In 1917 on the 4th the first Pulitzer Prizes[i] were awarded and three women, Laura Elizabeth Richards[ii], Maude H. Elliot[iii], and Florence Hall, won a Pulitzer for their biography of Julia Ward Howe.
[i] At the same awards ceremony, Jean Adrien Antoine Jules Jusserand won the first Pulitzer for history for his book With Americans of Past and Present Days. Herbert Bayard Swope won the award for Journalism for his work in the New York World. Swope is believed to be the first journalist to use the term cold war.
[ii] In addition to being Richards’ mother and the subject an award-winning book, Julia Ward Howe also wrote the words to popular song The Battle Hymn of the Republic.
[iii] Laura Richards was her sister.

Tuesday, June 03, 2008

June 3

On the 3rd in 1800, John Adams, the first vice-president and the second president of the United States, became the first American president to occupy the White House. Following as he did George Washington, he had an extremely tough act to follow. Nevertheless, the cream always rises to the top and as Benjamin Franklin noted of Adams, “he means well for his country, is always an honest man, often a wise man but sometimes, in some things, absolutely out of his senses.” Three out of four ain’t bad though and I just wish our contemporary leaders scored as well in the measure of a man.

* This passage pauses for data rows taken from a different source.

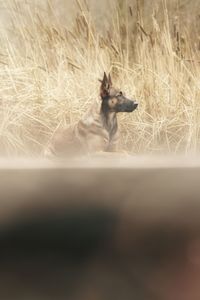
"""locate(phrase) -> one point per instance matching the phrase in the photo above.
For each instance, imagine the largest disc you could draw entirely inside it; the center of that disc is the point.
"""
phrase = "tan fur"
(97, 131)
(86, 136)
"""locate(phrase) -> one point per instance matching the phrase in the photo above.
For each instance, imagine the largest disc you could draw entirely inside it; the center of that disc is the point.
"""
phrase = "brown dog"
(97, 131)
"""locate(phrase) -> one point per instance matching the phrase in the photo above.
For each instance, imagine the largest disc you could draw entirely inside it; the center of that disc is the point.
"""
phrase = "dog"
(97, 131)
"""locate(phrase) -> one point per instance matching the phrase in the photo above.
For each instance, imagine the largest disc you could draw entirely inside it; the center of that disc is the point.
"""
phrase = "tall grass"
(49, 74)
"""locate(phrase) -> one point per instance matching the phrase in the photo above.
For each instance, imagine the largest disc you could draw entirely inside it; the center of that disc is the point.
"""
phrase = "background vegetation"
(51, 57)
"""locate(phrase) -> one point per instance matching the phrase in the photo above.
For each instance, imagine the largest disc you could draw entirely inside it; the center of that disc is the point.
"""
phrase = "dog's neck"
(109, 119)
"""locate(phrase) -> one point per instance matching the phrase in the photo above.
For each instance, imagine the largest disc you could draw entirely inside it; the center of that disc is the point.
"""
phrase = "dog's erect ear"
(105, 86)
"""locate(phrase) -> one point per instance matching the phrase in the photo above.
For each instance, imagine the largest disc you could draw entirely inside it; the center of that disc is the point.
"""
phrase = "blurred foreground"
(124, 228)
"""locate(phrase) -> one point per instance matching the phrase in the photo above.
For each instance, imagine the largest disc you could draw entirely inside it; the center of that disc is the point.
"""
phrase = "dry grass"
(49, 72)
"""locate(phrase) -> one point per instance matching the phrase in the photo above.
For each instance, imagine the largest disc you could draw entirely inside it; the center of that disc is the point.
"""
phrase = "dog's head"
(113, 98)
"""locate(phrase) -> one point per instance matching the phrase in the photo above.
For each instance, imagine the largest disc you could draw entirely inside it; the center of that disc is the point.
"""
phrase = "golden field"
(51, 58)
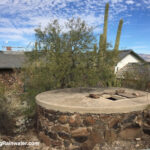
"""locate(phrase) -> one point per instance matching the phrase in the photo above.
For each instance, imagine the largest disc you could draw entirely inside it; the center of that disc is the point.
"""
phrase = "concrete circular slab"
(110, 100)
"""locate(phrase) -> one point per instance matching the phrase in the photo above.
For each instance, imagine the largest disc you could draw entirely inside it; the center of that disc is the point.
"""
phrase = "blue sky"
(19, 18)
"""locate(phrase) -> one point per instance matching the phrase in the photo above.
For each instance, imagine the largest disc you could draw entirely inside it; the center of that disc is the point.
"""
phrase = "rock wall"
(74, 131)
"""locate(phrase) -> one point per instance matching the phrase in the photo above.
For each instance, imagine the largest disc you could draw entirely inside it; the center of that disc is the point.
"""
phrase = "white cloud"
(129, 2)
(21, 17)
(116, 1)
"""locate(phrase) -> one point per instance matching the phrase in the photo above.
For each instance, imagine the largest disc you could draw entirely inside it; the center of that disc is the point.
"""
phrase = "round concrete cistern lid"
(94, 100)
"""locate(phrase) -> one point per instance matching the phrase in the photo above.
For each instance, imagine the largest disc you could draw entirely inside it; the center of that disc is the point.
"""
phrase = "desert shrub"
(7, 122)
(68, 58)
(138, 77)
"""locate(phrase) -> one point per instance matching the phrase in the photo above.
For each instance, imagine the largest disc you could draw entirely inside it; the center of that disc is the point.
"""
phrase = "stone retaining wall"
(74, 131)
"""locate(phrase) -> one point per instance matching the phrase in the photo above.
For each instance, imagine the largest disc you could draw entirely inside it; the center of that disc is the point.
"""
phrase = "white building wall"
(128, 59)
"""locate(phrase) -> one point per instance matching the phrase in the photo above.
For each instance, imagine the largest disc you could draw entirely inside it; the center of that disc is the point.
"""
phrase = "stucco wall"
(128, 59)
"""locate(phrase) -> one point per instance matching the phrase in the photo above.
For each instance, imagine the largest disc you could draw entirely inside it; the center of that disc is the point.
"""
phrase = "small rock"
(44, 138)
(63, 119)
(138, 139)
(80, 132)
(130, 133)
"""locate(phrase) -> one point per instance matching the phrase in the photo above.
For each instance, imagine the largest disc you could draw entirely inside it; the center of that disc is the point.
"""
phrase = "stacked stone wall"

In his youth, Adams turned to politics after watching James Otis, Jr. argue a case against an English law authorizing warrantless searches, in a Massachusetts court. Shortly before Otis died, on May 23, 1783, he had said to his sister “I hope, when God Almighty in his righteous providence shall take me out of time into eternity that it will be by a flash of lightning." He was shortly thereafter struck and killed by a bolt of lightening as he stood in the doorway of a friend’s house.

Monday, June 02, 2008

June 2


H. L. Mencken (left), the sage of Baltimore, observed that democracy is the theory that “the common people know what they want and deserve to get it good and hard”. John Randolph (right), a senator from Virginia, who was born on the 2nd in 1773, also distilled the role of democracy into a nice little sound bite when he said, “I am an aristocrat. I love liberty. I hate equality.”
Randolph was a slave owner. In his will, dated 1819, he included a provision that his slaves were to be freed. In a codicil added in 1821, he bequeathed the money necessary for the freed slaves to relocate to Ohio. A number of his former slaves resettled in Shelby County, Ohio. Randolph also observed, “We all know our duty better than we discharge it.”

Sunday, June 01, 2008

June 1

Robert Cecil, 1st Earl of Salisbury, was born in England on the 1st in 1563. He was a diplomat and minister to Queen Elizabeth I and King James I. He had a rather striking appearance. Whenever you are involved in public service, you have to expect that not everyone is going to like you. Cecil’s contemporaries described him as being “a slight, crooked, hump-backed young gentleman, dwarfish in stature, but with a face not irregular in feature, and thoughtful and subtle in expression, with reddish hair, a thin tawny beard, and large, pathetic, greenish-coloured eyes, with a mind and manners already trained to courts and cabinets, and with a manner almost ingenuous, as compared to the massive dissimulation with which it was to be contrasted, and with what was, in aftertimes, to constitute a portion of his own character" Even his own boss, the Queen, often referred to him as “my elf” and “my pygmy”. He dealt with the attitude of his adversaries as best he could but I am certain did not particularly care for Elizabeth’s comments. And I’ll bet that he was never asked what bridge he lived under, like someone I know.
It was widely believed by his contemporaries, that Robert was the prime mover behind the Gunpowder Plot, in which Guy Fawkes tried to blow up the Houses of Parliament on the notorious Fifth of November in 1605.